不妊症は減っていく?

 療術業界では不妊省への施術に手を出す施設が雨後の筍のごとく増えてきているようです。
 しかし内情は百花繚乱とはとても言えず、玉石混交どころか、悪貨が良貨を駆逐しているような状態。良心的で勉強熱心なところはコツコツ堅実に、そうでもないところが一旗揚げようと大きな声を出して客寄せをしているといった具合に見えます。先般も「内容の通りに実行すれば妊娠率70%」などというとんでもないノウハウDVDがあっという間に売り切れていました。
 しかし実際、そんなものをかじった程度でどうこうなるような甘いものではありません。再現性のある施術法があったとしても、それを運用するためのバックボーン(婦人科、産科的な知識)が希薄では、結果的に妊娠に結びつかない患者を増やすだけになってしまいかねません。

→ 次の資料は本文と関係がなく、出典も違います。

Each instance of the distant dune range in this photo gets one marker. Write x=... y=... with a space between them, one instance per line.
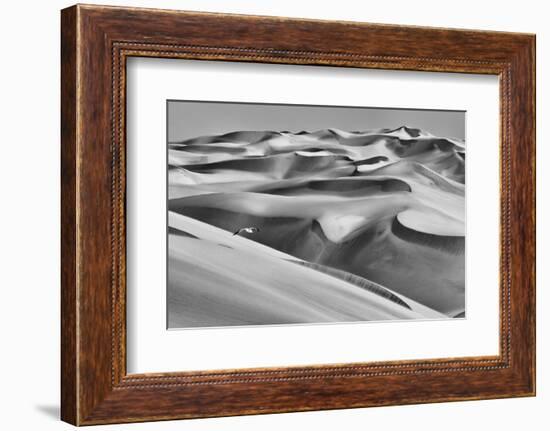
x=380 y=211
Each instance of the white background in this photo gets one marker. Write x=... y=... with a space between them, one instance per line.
x=29 y=229
x=152 y=349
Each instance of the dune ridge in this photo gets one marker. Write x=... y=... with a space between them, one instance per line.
x=380 y=211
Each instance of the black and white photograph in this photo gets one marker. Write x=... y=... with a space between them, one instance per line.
x=296 y=214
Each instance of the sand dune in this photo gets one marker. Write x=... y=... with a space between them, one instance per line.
x=378 y=211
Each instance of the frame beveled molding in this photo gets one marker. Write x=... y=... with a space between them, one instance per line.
x=96 y=41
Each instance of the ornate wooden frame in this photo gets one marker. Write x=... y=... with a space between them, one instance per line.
x=95 y=43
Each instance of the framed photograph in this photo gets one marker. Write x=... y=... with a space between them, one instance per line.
x=263 y=214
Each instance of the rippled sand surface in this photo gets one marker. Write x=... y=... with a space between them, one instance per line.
x=347 y=226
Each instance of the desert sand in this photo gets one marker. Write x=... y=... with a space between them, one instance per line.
x=348 y=226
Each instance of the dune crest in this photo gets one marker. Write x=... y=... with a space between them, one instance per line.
x=375 y=218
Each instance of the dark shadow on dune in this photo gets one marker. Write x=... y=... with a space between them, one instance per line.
x=352 y=187
x=174 y=231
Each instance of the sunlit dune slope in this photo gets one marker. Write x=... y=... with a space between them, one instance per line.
x=384 y=205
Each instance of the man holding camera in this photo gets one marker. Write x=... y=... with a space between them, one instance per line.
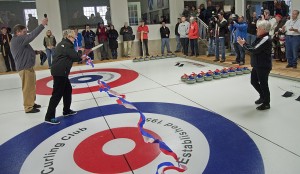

 その様な業界へのボヤキは脇へ置いておくとしても、「現在の賑やかな状態が決して長くは続かないだろう」というのが今回のお話。

 さて、国勢調査を基にした人口推計を見ると、不妊治療のメイン世代である20代後半から40代前半当たりの人口が先細りなのは一目瞭然です。

 先細りということは、不妊治療が必要な世代の絶対数が確実に減少していくということ。

 さらに、高校1年生の保健体育の副読本に「不妊」についての記述が載ることが決まったそうです。高齢出産の場合に染色体異常の確率が上がるリスクなどが記載される方針とのこと。これから先、不妊の知識が浸透することによって早く子供をつくるようになり、不妊という状態が減っていくかもしれません。

 その様な状態になった将来、それでもまだ不妊治療が必要なカップルがいるとすれば、その原因は機能的なものではなくて器質的なものである可能性が高いでしょう。鍼灸や整体の出る幕ではないです。仮に機能的な問題で不妊に悩むカップルが存在したとしても、今よりはずっと少なくなるでしょう。

個人的にはそのような未来が訪れて欲しいと願っています。そして訪れた未来で、そのごく少数なカップルに頼られるような施術者になっていたいと思います。